What did you love about VB6, and what frustrates you about modern .NET?

Two open questions for anyone who shipped real work on Visual Basic 6 and now writes C# against modern .NET.

I am not asking either as a rhetorical setup. I am genuinely trying to understand the answer, in the words of people who lived it, and I want to do it before too much of the institutional memory leaves the room.

Why I'm asking

I shipped about a hundred line-of-business systems on VB3, VB4, VB5, and VB6 between roughly 1995 and 2010. Form designer, double-click an event, write the handler, ship the EXE, walk away. After 2010 I moved to C# and have been there ever since.
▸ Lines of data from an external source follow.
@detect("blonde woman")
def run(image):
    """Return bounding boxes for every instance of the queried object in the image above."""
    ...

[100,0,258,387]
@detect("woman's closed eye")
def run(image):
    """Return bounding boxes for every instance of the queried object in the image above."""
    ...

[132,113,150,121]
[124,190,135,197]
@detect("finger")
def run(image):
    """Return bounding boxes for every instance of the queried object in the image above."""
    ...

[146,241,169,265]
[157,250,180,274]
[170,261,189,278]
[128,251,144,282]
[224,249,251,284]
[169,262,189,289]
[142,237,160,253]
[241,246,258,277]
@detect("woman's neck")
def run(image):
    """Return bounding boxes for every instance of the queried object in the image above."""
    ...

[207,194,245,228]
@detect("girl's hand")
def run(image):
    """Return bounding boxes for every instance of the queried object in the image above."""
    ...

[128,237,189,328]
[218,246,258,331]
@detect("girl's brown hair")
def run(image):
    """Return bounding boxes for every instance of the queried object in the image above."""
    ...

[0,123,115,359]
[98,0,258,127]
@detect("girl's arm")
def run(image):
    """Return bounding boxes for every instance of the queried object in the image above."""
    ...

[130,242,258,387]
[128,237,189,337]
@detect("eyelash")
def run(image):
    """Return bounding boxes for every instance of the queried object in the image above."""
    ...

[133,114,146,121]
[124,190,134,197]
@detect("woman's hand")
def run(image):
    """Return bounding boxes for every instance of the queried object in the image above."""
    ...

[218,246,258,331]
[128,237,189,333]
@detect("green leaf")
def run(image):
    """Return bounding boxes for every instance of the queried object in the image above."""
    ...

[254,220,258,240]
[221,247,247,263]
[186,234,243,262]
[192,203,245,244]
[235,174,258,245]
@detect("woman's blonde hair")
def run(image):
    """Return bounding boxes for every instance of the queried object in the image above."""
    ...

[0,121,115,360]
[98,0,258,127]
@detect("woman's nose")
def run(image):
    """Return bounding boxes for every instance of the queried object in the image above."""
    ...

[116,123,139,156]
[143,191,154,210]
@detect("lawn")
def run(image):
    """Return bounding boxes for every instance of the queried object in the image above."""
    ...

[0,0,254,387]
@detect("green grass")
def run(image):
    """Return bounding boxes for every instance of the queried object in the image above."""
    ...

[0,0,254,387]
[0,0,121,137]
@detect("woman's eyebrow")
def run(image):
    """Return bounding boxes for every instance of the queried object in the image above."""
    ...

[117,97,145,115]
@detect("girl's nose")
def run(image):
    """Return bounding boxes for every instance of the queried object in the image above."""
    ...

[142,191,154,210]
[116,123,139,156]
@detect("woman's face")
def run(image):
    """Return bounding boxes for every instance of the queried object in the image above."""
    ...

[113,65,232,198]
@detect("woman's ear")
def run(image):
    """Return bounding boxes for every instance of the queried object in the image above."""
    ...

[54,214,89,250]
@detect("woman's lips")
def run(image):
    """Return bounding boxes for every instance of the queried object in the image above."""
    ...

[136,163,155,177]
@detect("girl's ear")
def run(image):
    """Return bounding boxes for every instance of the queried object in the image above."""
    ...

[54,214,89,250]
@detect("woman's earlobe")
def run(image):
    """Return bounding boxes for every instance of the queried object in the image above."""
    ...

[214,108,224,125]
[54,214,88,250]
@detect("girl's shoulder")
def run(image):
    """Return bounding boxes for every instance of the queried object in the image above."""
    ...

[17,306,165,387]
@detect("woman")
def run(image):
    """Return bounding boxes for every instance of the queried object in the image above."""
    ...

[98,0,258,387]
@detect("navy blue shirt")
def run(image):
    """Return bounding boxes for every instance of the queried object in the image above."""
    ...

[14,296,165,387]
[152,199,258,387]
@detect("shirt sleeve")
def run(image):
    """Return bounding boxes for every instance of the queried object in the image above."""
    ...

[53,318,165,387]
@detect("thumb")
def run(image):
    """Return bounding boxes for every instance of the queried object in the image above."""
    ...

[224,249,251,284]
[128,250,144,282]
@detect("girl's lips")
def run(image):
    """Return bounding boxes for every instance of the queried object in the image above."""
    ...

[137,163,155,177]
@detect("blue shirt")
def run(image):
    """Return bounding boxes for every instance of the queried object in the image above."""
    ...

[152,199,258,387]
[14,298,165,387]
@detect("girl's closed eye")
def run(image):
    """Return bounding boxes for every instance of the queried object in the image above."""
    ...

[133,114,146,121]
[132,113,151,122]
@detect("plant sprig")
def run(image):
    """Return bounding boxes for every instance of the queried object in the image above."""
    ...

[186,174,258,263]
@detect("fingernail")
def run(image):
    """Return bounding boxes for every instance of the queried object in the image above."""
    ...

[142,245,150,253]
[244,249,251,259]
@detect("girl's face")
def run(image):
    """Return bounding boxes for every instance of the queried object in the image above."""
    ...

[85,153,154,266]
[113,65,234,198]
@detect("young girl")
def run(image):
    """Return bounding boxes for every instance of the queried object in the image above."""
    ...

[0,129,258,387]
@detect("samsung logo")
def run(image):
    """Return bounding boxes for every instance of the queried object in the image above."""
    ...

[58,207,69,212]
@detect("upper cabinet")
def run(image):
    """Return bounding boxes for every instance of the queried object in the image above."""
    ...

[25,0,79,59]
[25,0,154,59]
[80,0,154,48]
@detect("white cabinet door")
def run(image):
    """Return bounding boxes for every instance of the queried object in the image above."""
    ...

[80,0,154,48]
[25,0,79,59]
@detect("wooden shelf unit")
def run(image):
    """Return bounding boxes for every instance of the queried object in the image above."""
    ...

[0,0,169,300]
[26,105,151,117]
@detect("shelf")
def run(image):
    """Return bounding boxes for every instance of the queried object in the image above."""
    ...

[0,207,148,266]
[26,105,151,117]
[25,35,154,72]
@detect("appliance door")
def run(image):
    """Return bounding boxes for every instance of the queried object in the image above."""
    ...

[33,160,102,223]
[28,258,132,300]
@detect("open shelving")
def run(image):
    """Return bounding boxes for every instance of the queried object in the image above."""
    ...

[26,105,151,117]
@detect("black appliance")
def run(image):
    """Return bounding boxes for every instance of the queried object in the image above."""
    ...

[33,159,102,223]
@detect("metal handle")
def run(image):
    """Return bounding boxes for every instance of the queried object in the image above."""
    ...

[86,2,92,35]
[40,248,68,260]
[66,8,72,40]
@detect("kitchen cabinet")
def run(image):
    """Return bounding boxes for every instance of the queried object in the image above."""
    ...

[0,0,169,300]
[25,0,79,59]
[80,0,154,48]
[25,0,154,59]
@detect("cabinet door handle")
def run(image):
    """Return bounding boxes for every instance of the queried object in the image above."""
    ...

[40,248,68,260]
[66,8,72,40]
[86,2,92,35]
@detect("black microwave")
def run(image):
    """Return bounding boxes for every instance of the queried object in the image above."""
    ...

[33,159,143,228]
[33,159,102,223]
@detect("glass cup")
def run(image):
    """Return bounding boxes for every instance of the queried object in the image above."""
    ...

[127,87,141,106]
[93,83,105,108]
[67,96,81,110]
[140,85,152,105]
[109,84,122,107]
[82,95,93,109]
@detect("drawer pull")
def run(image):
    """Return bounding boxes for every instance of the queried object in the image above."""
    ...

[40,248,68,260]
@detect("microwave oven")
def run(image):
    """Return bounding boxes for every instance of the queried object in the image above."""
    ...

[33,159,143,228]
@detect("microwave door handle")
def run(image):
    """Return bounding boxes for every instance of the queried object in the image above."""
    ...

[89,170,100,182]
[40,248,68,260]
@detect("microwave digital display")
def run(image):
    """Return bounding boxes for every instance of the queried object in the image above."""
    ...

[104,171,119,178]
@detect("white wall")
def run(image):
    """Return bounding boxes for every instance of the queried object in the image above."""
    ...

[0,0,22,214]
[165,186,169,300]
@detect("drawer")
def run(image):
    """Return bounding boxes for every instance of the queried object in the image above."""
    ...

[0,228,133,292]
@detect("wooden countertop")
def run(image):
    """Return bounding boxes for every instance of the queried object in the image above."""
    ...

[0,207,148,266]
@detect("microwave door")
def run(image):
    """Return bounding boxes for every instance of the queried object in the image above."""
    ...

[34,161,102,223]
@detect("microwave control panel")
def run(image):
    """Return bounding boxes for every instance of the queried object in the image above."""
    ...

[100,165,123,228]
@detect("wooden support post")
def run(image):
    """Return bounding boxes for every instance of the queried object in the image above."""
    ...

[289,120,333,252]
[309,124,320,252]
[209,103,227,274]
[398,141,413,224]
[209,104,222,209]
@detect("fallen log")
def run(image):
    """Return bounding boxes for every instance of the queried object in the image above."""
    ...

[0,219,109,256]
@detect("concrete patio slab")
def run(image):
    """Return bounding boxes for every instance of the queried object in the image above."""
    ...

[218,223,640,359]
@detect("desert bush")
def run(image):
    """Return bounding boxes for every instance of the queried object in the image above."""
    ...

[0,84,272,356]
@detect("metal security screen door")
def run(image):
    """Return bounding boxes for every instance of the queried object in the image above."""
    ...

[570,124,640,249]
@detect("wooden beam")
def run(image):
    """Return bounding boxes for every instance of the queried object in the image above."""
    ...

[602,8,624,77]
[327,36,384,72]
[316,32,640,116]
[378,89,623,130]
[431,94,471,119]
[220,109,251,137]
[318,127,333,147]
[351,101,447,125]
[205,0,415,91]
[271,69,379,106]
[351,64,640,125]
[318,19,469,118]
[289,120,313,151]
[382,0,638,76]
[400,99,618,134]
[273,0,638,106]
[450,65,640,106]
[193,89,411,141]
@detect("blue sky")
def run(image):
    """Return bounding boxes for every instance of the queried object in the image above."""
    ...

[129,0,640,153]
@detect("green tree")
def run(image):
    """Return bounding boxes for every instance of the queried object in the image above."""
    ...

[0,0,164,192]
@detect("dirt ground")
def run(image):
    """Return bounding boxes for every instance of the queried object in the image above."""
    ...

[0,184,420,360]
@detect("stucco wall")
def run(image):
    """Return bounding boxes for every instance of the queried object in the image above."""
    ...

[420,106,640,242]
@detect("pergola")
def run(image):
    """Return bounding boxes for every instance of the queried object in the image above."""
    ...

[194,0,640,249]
I have used WinForms, WPF, parts of Silverlight before it died, a small amount of UWP I would prefer to forget, MAUI for one project that did not survive, and Avalonia, which is what I build on now.

I am writing a history of Visual Basic and the research keeps surfacing the same observation. Microsoft has launched seven UI frameworks since VB6. Most of them have been positioned as the successor. WinForms in 2002 is the only one of those seven that is still the path of least resistance for a working line-of-business app, and the model it ships is recognisably the model VB6 invented. Twenty-eight years on, the form designer that Alan Cooper drew on paper in 1987 is still, somehow, the shortest distance from "I have an idea" to "I have a running app."

That is interesting. I think it is more interesting than the usual "VB6 was a toy" or "VB6 was a masterpiece" arguments allow for. So I am trying to get under those framings and understand what it actually was, from people who used it heavily.

The two questions

If you have a few minutes and you used VB6 in production:

  1. What specifically did you love about VB6? Not the general feeling of nostalgia. Specific things. A particular workflow, a particular shape of problem it solved, a particular design choice that made your day-to-day faster or clearer. A thing you reach for now and notice is missing, even if the missing thing is small.

  2. What do you find frustrating about modern .NET, C#, and Visual Studio that VB6 didn't make you fight? Same shape of answer. Specific examples. "I miss being able to do X without Y" rather than "modern .NET is too complicated." Things you have learned to live with but would rather not.

I want to keep both questions open-ended on purpose. If I asked "was it the IDE or the language or the ecosystem," I would get answers sorted into my buckets, and the most interesting answers would be in categories I did not think of. So please reach for the specific example before the category.

What this is

An exploratory post. Nothing being announced today and no email list to add you to. I am writing a book chapter on the VB6-to-modern-.NET transition and I want the chapter to be honest to the experience of the people who lived through it, not a recital of my own opinions. If something I learn from these answers eventually points toward a piece of work worth doing, that conversation will happen in its own post on its own day. For now this is just the question.

If you want to reply in the comments here, I will read every one. If you'd rather drop a note privately, the contact form on this site goes straight to me.

Thank you for the time. The next chapter will be better for it.